One of the guys on the trip was an American like myself, but has an extremely German sounding last name. Every time he'd pick up a gun or any of the equipment we'd be all "LOOK OUT YANKS!"

But it is kind of hard not to sit in some of those places and not try to imagine what it must have been like on D Day. Seeing boats dotting the horizon, planes bombing and doing straffing runs, thousands of soldiers storming the beach. We sat on Omaha Beach one day for awhile, just kind of hard to imagine what took place there. It's just been so long now there's really no signs of it, and the gun placements are not as big and plentiful as the movies portray (they face DOWN the beach, not towards the water) It was just a beautiful beach, people riding horses, people out for walks, us just chilling with a glass of wine.

Hard to really fathom what happened there... until you go to the German and US cemetaries in the area and see the thousands of tombstones.





deiki  ·  4175 days ago  ·  link  ·  

    Hard to really fathom what happened there... until you go to the German and US cemetaries in the area and see the thousands of tombstones.

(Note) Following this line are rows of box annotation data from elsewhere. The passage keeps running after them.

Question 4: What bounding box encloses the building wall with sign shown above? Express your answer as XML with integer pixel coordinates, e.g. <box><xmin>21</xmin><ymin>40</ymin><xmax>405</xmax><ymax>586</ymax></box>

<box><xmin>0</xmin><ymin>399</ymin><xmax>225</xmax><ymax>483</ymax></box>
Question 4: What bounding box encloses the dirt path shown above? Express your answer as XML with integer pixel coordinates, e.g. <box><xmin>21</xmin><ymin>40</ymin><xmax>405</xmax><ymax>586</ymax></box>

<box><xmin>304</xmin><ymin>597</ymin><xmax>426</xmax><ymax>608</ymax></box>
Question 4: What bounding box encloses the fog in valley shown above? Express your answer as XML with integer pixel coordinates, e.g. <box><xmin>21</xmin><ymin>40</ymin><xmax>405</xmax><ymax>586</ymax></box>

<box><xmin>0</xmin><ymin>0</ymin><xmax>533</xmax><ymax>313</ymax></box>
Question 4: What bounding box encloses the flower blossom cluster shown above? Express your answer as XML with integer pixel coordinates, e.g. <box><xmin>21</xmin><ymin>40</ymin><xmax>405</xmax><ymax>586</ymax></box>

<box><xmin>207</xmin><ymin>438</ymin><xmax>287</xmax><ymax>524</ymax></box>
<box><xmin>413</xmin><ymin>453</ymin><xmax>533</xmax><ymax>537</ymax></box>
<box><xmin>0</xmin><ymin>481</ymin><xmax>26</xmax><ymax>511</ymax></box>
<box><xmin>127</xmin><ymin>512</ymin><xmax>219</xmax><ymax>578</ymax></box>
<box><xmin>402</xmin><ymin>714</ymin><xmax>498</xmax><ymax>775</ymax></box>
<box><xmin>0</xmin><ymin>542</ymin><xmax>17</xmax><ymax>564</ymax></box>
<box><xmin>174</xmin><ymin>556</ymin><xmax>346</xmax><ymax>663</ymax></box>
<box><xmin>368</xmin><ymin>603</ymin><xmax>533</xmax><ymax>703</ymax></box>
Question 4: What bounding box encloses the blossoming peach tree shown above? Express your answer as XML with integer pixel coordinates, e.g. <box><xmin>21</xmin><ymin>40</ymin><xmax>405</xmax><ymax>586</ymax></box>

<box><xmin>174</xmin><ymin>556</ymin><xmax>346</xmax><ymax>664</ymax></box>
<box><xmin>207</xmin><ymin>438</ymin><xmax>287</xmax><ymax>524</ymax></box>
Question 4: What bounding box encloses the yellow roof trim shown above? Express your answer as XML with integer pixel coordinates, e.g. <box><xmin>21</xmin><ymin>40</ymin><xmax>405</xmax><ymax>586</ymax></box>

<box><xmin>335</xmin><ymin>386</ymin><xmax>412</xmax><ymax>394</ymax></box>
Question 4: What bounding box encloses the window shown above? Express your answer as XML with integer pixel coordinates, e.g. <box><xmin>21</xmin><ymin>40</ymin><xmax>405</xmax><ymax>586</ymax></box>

I was about 8 when my grandfather took me to the Los Angeles National Cemetery for the first time. While we were walking through the rows, I heard his voice catch and say something to the effect of "they left their chairs strewn behind them". Thisimmediately transfigured into something similar to this in my mind. In fact, when I saw that installation on tumblr, I was immediately hit strongly with that particular memory. I can't empathize the stark authoritative lines for some reason; chaos is more understandable, more relate-able.

For all I know, my grandpa was probably commenting on actual chairs left behind at someone's graveside and my defining turning point was accidental all along.